Chapter 4. Parsers and State Machines | Text Processing in Python

All the techniques presented in the prior chapters of this book have something in common, but something that is easy to overlook. In a sense, every basic string and regular expression operation treats strings as homogeneous. Put another way: String and regex techniques operate on flat texts. While said techniques are largely in keeping with the "Zen of Python" maxim that "Flat is better than nested," sometimes the maxim (and homogeneous operations) cannot solve a problem. Sometimes the data in a text has a deeper structure than the linear sequence of bytes that make up strings.

It is not entirely true that the prior chapters have eschewed data structures.

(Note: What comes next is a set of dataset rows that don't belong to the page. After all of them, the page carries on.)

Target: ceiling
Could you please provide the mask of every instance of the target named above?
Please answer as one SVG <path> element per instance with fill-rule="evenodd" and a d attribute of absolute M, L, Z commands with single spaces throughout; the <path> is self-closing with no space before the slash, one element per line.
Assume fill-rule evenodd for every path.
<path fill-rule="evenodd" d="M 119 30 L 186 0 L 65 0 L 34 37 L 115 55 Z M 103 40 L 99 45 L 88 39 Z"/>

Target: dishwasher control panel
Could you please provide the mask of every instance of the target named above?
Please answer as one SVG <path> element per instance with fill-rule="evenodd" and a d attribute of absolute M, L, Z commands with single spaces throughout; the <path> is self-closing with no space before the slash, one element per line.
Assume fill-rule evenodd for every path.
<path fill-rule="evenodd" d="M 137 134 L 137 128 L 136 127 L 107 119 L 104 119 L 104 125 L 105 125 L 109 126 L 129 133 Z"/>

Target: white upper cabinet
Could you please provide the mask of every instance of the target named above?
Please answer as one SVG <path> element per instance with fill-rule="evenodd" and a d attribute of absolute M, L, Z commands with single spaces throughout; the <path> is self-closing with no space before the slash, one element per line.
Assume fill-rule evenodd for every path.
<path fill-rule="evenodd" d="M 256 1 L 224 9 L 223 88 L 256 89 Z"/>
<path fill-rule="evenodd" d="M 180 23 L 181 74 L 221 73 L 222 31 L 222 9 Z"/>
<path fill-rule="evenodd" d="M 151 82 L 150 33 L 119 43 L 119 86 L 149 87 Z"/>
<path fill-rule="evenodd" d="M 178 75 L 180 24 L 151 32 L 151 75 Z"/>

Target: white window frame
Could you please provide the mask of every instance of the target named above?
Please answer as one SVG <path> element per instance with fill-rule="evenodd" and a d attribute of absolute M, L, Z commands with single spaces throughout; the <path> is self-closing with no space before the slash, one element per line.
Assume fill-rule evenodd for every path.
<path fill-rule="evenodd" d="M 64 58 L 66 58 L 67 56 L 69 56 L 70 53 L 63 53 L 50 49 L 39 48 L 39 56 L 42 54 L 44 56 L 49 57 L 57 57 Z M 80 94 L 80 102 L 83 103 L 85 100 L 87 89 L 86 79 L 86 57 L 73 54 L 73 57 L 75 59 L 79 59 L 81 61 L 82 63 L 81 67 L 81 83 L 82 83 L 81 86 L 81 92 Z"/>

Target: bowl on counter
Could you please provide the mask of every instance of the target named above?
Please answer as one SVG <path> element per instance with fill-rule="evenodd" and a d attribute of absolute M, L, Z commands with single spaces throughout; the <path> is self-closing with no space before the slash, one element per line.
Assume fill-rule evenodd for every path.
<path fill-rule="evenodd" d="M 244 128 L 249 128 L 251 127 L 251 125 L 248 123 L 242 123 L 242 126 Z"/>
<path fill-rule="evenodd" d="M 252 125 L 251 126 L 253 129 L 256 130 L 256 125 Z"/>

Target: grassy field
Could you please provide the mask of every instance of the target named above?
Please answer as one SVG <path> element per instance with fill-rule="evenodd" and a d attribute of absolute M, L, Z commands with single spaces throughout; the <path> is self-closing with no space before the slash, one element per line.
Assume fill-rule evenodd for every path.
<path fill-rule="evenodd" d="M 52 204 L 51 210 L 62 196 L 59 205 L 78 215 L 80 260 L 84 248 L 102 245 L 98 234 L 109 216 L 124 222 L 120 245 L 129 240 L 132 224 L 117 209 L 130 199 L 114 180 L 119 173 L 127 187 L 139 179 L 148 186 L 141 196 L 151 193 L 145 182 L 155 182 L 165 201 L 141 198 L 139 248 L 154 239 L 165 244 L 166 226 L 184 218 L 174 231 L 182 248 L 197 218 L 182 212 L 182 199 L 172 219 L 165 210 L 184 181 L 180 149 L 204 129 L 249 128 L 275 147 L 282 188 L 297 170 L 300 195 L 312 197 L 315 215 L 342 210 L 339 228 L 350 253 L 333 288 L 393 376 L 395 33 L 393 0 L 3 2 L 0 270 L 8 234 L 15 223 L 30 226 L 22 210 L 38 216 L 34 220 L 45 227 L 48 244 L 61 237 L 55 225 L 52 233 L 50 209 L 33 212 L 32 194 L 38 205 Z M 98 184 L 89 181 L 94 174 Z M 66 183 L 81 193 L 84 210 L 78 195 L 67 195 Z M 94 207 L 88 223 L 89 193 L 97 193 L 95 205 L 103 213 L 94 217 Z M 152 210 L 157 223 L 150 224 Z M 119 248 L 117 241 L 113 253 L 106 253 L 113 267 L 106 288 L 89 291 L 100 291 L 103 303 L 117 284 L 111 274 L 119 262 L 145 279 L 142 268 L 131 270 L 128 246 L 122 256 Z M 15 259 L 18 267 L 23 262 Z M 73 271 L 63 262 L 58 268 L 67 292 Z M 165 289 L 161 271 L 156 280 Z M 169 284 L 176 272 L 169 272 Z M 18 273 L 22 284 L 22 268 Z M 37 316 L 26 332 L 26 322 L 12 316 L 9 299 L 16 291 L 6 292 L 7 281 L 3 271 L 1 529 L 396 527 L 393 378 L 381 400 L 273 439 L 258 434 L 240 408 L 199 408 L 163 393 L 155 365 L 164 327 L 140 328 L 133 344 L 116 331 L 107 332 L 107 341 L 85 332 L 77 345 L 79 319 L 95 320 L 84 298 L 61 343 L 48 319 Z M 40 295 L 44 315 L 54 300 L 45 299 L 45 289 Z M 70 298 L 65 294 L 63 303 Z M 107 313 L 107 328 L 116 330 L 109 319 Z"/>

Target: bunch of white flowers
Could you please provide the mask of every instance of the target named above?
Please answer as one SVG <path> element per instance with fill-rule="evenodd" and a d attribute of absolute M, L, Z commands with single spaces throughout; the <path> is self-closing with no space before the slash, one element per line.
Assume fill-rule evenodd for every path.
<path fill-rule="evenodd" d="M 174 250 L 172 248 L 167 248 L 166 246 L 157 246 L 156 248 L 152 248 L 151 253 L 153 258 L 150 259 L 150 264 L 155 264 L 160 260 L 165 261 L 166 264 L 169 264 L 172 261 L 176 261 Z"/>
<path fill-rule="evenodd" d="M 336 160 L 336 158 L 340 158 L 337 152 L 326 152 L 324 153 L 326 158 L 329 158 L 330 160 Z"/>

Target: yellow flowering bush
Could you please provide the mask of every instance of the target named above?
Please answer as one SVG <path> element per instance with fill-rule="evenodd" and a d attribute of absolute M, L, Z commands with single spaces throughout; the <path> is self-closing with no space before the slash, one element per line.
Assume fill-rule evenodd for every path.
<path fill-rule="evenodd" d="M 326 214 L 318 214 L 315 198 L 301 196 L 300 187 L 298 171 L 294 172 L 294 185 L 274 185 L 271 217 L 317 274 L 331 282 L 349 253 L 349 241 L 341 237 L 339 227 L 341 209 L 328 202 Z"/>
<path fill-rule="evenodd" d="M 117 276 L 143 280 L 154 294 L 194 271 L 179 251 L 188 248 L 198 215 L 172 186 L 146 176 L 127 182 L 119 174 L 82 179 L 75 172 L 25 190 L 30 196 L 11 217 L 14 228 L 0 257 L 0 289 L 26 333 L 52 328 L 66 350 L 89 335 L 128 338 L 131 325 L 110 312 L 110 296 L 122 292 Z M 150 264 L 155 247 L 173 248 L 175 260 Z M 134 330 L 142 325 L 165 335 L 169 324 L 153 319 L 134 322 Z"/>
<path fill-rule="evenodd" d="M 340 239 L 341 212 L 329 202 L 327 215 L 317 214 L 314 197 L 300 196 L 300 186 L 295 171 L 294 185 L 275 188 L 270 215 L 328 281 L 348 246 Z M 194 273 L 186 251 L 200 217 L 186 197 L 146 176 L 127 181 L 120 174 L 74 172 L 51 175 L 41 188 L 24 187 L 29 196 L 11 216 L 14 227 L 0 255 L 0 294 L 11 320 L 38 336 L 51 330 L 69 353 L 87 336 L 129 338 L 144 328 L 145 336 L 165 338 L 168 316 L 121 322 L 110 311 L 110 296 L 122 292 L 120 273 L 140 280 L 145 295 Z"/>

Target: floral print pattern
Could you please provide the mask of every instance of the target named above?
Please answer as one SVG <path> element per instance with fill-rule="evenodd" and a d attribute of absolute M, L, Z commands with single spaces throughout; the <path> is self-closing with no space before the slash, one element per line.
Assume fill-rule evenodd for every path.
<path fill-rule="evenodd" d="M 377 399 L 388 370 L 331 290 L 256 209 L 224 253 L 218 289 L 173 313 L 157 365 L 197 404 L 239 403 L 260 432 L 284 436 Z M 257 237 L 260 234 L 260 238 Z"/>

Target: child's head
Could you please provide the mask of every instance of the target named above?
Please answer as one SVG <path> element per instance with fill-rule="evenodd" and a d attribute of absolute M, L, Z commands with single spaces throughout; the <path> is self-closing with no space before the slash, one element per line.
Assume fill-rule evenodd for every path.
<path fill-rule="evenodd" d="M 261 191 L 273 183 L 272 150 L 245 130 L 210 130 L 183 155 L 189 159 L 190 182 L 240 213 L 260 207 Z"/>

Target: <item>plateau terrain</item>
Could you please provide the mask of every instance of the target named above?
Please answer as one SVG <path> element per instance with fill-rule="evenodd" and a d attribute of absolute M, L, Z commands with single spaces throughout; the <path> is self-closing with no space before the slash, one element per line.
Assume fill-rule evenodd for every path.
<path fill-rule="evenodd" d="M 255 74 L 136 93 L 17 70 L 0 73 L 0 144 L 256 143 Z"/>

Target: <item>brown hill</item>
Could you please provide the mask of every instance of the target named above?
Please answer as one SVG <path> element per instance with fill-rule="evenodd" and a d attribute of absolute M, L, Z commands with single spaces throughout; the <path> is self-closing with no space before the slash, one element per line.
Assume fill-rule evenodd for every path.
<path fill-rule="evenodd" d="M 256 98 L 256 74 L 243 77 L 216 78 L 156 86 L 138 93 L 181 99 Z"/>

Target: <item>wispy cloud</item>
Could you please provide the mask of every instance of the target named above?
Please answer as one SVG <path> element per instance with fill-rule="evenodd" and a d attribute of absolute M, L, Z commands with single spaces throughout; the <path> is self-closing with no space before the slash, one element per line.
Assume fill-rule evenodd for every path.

From time to time, the examples presented broke flat texts into lists of lines, or of fields, or of segments matched by patterns. But the structures used have been quite simple and quite regular. Perhaps a text was treated as a list of substrings, with each substring manipulated in some manner or maybe even a list of lists of such substrings, or a list of tuples of data fields. But overall, the data structures have had limited (and mostly fixed) nesting depth and have consisted of sequences of items that are themselves treated similarly. What this chapter introduces is the notion of thinking about texts as trees of nodes, or even still more generally as graphs.

Before jumping too far into the world of nonflat texts, I should repeat a warning this book has issued from time to time. If you do not need to use the techniques in this chapter, you are better off sticking with the simpler and more maintainable techniques discussed in the prior chapters. Solving too general a problem too soon is a pitfall for application development it is almost always better to do less than to do more. Fullscale parsers and state machines fall to the "more" side of such a choice. As we have seen already, the class of problems you can solve using regular expressions or even only string operations is quite broad.

There is another warning that can be mentioned at this point. This book does not attempt to explain parsing theory or the design of parseable languages. There are a lot of intricacies to these matters, about which a reader can consult a specialized text like the so-called "Dragon Book" Aho, Sethi, and Ullman's Compilers: Principle, Techniques and Tools (Addison-Wesley, 1986; ISBN: 0201100886) or Levine, Mason, and Brown's Lex & Yacc (Second Edition, O'Reilly, 1992; ISBN: 1-56592-000-7). When Extended Backus-Naur Form (EBNF) grammars or other parsing descriptions are discussed below, it is in a general fashion that does not delve into algorithmic resolution of ambiguities or big-O efficiencies (at least not in much detail). In practice, everyday Python programmers who are processing texts but who are not designing new programming languages need not worry about those parsing subtleties omitted from this book.